Edouard Balladur, Président
du comité pour la réforme des collectivités locales,
échange avec les Maires de l’Essonne,
le 22 septembre 2009
Laurent Béteille, Sénateur Maire de Brunoy, Président de l’UME ouvre la réunion, en
précisant que son déroulement au Théâtre de la Vallée de l’Yerres est symbolique du sujet
abordé aujourd’hui, puisque cet établissement a pu être réalisé grâce à la Communauté
d’Agglomération du Val d’Yerres, présidée par Nicolas Dupont-Aignan, Député Maire de
Yerres.
Il cède la parole à Edouard Balladur, qui remercie Laurent Béteille de son invitation à exposer
les principes de la réforme territoriale, saluant au passage les personnalités à l’origine de cette
initiative.
Edouard Balladur explique que c’est la seconde fois de sa carrière depuis son retrait de la vie
politique qu’il préside un comité de réflexion. Le premier était sur la réforme constitutionnelle
et il a dû rendre le service attendu puisqu’après avoir été décriée, la paternité de cette réforme
a été revendiquée par nombre de personnes qui n’étaient pas membres du comité…
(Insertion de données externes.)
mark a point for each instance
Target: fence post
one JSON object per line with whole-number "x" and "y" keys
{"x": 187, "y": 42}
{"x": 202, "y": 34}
Ce comité sur la réforme territoriale, comme son prédécesseur, a été composé de personnalités
de tous horizons, appartenant à l’opposition comme à la majorité politique, à l’administration
comme au monde associatif.
C’est un sujet extrêmement difficile car il a des implications techniques, juridiques et
fiscales ; de nombreux intérêts sont en cause.
Le comité a travaillé pendant trois mois et a remis son rapport au gouvernement en février.
Après la rédaction du projet de loi par le Conseil des Ministres, les consultations seront
multiples : d’abord le Conseil d’Etat, puis les navettes entre le Sénat et l’Assemblée.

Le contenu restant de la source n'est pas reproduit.